Mas mesmo depois de um rebaixamento das expectativas e de ações políticas, o BCE alertou que os riscos ainda são de queda. Isso é muito incomum e deixou os mercados inquietos.
“Geralmente dizemos, quando adotamos algumas ações de política, que os riscos foram equilibrados”, afirmou Draghi. Mas agora, embora o BCE possa aumentar a resistência da zona do euro, ele está impotente para resolver os riscos geopolíticos representados pelos conflitos comerciais e um Brexit que possa provocar uma ruptura ou as incertezas da política italiana, que estão afetando os investimentos das empresas.

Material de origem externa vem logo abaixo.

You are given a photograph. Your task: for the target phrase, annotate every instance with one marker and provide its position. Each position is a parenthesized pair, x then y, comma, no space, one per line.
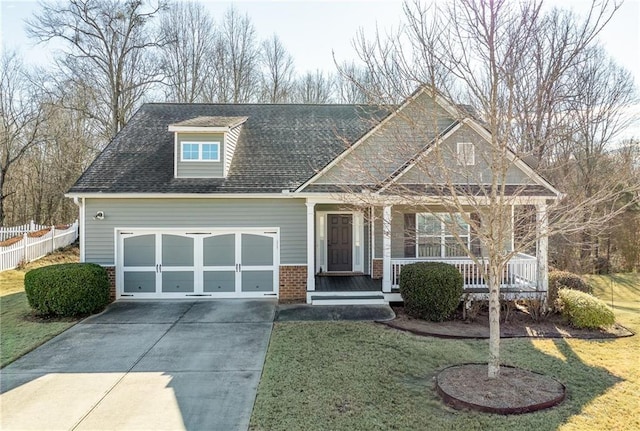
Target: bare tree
(314,88)
(236,56)
(353,84)
(109,47)
(187,58)
(22,116)
(278,72)
(475,52)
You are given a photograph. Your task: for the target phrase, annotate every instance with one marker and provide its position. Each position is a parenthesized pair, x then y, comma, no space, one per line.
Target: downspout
(81,219)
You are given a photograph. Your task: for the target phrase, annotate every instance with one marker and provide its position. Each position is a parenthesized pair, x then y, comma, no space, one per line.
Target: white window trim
(466,158)
(443,237)
(199,144)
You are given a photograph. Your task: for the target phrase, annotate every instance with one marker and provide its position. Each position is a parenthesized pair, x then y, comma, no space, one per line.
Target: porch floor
(347,283)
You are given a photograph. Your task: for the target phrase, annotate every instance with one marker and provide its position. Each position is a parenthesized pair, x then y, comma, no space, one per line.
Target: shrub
(565,280)
(584,310)
(430,290)
(68,289)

“Se políticos fazem coisas estúpidas que derrubam a tendência de crescimento, então os bancos centrais não podem fazer nada”, disse Erik Nielsen, economista-chefe do UniCredit. “Tudo o que eles podem fazer é aliviar um pouco a dor.”

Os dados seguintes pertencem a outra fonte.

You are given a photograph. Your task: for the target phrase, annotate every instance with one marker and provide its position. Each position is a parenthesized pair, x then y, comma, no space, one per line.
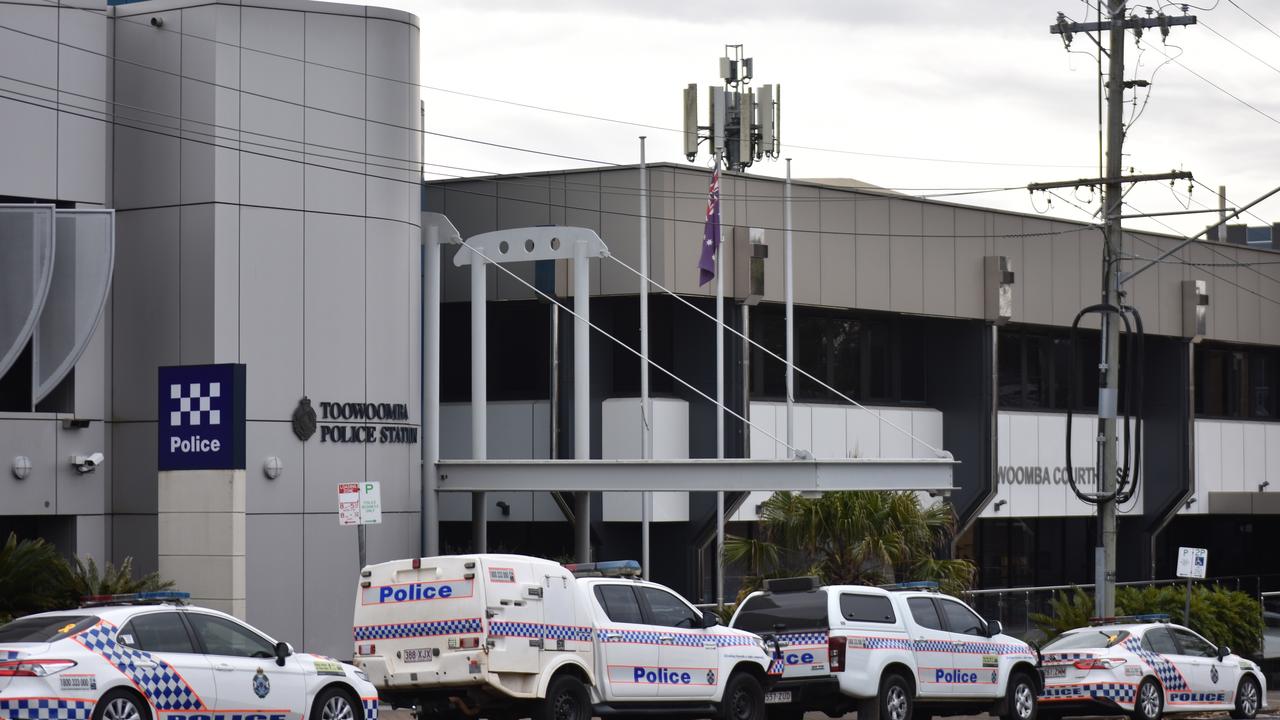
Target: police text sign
(201,418)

Shweta Singh, economista da consultoria TS Lombard, disse que a mais nova rodada de crédito barato vai aliviar as pressões de financiamento sobre os bancos espanhóis e italianos e ajudá-los a continuar emprestando para a economia real. Mas isso fará pouca diferença se as empresas italianas não quiserem contrair empréstimos – o principal problema nos últimos meses.
Carsten Brzeski, economista do ING, observa uma falta de confiança parecida entre as empresas alemãs de médio porte mais expostas à desaceleração do comércio mundial – e diz que algumas delas estão quase chegando ao ponto em que começarão a demitir funcionários se não houver um aumento dos pedidos das multinacionais. Essa falta de confiança vai muito além da zona do euro. No Reino Unido, a aproximação do prazo final do Brexit tem levado as empresas e as famílias a adiarem grandes decisões financeiras. O Banco da Inglaterra já alertou várias vezes que somente poderá amenizar o golpe se os políticos decidirem erguer barreiras comerciais que deixariam o país mais pobre.
Laurence Boone, economista-chefe da OCDE, disse que um dos principais motivos do tom pessimista das perspectivas
globais da organização foi o efeito desalentador dos conflitos comerciais sobre os investimentos das empresas, o que
representa “uma mudança prolongada na certeza que as regras multilaterais estavam proporcionando e que não estão
proporcionando mais”.
Lydia Boussour reconhece que mesmo a economia dos Estados Unidos – a principal âncora do crescimento mundial – poderá ficar vulnerável a uma grande desaceleração em seus principais parceiros comerciais.
A postura moderada dos bancos centrais torna uma recessão nos EUA improvável, afirma Boussour, mas se o crescimento mundial cair muito o “elevado grau de incerteza da política global poderá acelerar e amplificar o choque de confiança e levar a retrações severas nos gastos dos consumidores e dos investimentos”.